# Triton TWX7 Workcentre



## richard49 (Sep 10, 2020)

I have the Triton TWX7 Workcentre with the table saw and router table inserts which I really like.

The problem I'm having is finding an insert plate for the table (not the router) so I can use the Leigh RTJ400 Router Dovetail Jig.

I've contacted Leigh and Triton but am still not getting (what I call) a sensible answer as they all assume (despite being told otherwise) that I need the plate for the router when I don't and it's driving me mad.

The insert plate for the Triton TWX7 router table has a diameter of 94mm and I need an insert plate to insert the Leigh eBush and nut into.

Maybe you know of such an insert plate to fit the Triton Workcentre (not the router) that will hold the Leigh eBush?

Any help/advice would be very welcome.


----------



## Marco (Feb 21, 2009)

Richard I am confused as it looks like having the correct insert for your Router plate is what you need. I assume it would be a Porter Cable size bushing opening.


----------



## Herb Stoops (Aug 28, 2012)

That is my first thought, Jim.
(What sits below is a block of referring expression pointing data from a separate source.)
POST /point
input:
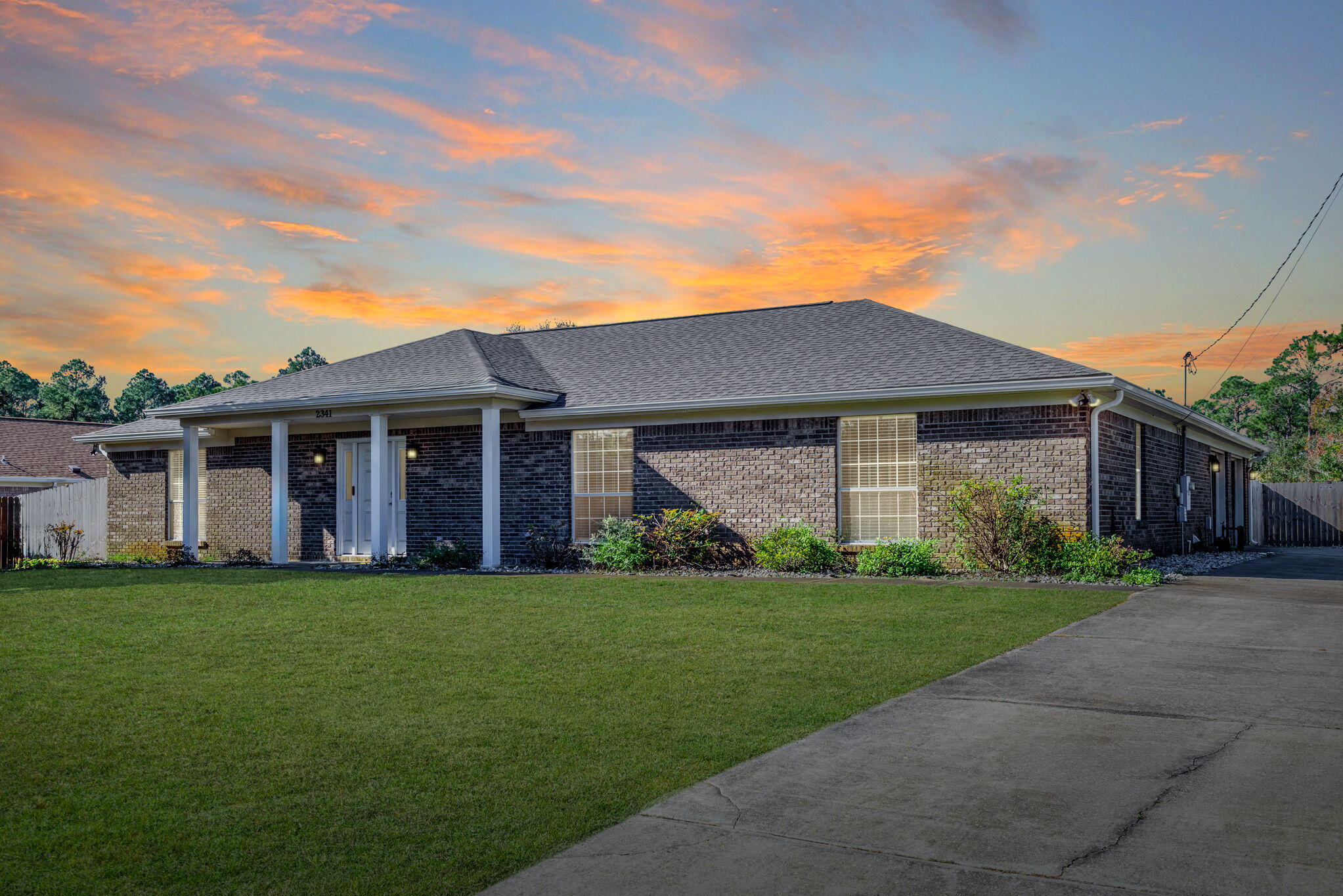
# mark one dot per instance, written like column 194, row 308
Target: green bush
column 680, row 538
column 619, row 545
column 245, row 558
column 141, row 553
column 448, row 554
column 1000, row 527
column 903, row 558
column 795, row 548
column 1143, row 575
column 1090, row 559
Maybe the Leigh bushing is not the same diam. as the PC. That looks like an Incra red insert, do you have a name on the insert that you can go to them for an answer? 
I think what I would do is first try a PC bushing in that insert and see if it fits. Do you have a Leigh bushing yet?

Are the pictures what you have,or what you want?
Herb


----------



## Nickp (Dec 4, 2012)

Richard...this sounds like a "make your own" project...
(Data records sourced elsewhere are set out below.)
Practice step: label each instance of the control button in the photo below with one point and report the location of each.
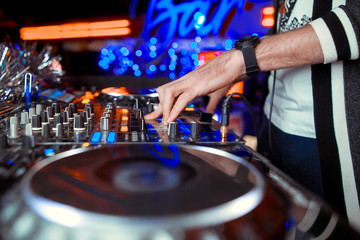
(3, 142)
(65, 117)
(56, 108)
(44, 116)
(24, 118)
(50, 112)
(45, 130)
(59, 130)
(36, 123)
(105, 123)
(14, 128)
(39, 109)
(78, 123)
(174, 131)
(28, 142)
(206, 117)
(28, 129)
(96, 137)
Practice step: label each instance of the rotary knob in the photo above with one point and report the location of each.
(174, 131)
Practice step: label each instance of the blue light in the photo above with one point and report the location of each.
(228, 44)
(137, 73)
(124, 51)
(183, 60)
(152, 54)
(96, 137)
(49, 151)
(135, 67)
(153, 40)
(104, 51)
(172, 75)
(172, 67)
(175, 45)
(162, 67)
(138, 53)
(194, 56)
(198, 39)
(111, 138)
(174, 58)
(152, 68)
(112, 57)
(171, 51)
(193, 45)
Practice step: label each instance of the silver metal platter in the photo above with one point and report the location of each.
(131, 191)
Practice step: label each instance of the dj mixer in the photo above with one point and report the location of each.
(89, 166)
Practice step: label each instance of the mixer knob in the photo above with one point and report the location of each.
(44, 117)
(14, 128)
(105, 123)
(3, 142)
(50, 112)
(65, 117)
(194, 130)
(174, 131)
(91, 106)
(73, 108)
(28, 142)
(88, 111)
(36, 122)
(56, 108)
(57, 119)
(39, 109)
(28, 129)
(45, 129)
(59, 130)
(142, 125)
(70, 112)
(24, 118)
(32, 112)
(85, 117)
(79, 123)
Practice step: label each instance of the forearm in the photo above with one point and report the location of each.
(295, 48)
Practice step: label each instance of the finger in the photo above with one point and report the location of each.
(155, 114)
(167, 103)
(179, 106)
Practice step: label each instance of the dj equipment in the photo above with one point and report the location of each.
(89, 166)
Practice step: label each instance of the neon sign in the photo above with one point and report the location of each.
(202, 16)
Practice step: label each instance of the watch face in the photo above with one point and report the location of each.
(247, 42)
Here's a link to an old thread that shows the steps...sizes may differ for what you need but you'll get the idea...

https://www.routerforums.com/project-plans-how/10818-bogydave.html


----------



## richard49 (Sep 10, 2020)

Nick,
I think you're right in that I'm going to have to make my own insert, oh to be back in an engineering workshop where I could have made one in short time on a lathe.
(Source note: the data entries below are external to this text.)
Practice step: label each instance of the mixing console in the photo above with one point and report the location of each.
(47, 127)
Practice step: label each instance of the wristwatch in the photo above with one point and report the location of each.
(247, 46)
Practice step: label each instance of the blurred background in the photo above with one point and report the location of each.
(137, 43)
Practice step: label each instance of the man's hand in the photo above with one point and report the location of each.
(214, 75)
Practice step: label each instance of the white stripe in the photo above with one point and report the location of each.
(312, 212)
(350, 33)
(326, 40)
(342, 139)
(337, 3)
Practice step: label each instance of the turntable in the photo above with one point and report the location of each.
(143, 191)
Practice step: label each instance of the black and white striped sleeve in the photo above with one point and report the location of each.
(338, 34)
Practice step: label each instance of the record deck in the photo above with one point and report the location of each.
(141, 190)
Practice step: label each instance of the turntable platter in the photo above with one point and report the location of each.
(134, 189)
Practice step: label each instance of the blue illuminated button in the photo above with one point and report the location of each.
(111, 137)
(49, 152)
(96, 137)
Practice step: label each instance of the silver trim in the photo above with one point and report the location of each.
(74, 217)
The insert in the router table I have now is 94mm in diameter and has three screws to locate and three more grub screws to help level it to the router surface.

I've attached an image showing the insert.

I need an insert that's 94mm in diameter and takes the Leigh guide bush which is 35mm diameter (1 3/8"). 

I've only found out recently that every make of router has different fittings in respect of the size of inserts; that's crazy, they all need to be the same size (full size routers is a given here) which cuts down on confusion and cost.

The world is madder than I thought possible.....


----------



## Nickp (Dec 4, 2012)

Richard...assuming you find the absolutely right insert, do you have a way of also absolutely centering the router so the bit is exactly in the center of the bushing...?

I am also wondering if you couldn't do what you need by using a bearing mounted bit and use the bearing as a guide...? This would allow you to use an appropriately sized insert for effective dust control.





richard49 said:


> Nick,
> I think you're right in that I'm going to have to make my own insert, oh to be back in an engineering workshop where I could have made one in short time on a lathe.
> 
> The insert in the router table I have now is 94mm in diameter and has three screws to locate and three more grub screws to help level it to the router surface.
> ...


----------



## richard49 (Sep 10, 2020)

Nick, the purpose of using the Leigh eBush is that it's slightly elliptical and can be rotated to either increase or decrease the amount of material is removed therefore obtaining the correct fit so if the bush isn't exactly centred then adjustments can be made.

I would, of course, take the utmost care to make sure that the router is centrally mounted.


----------



## Marco (Feb 21, 2009)

THROAT PLATE (D65) is a larger insert for the table.... couldn't find its dimensions or a supplier in the USA but see you are in the UK so maybe you can call them and get an answer.


----------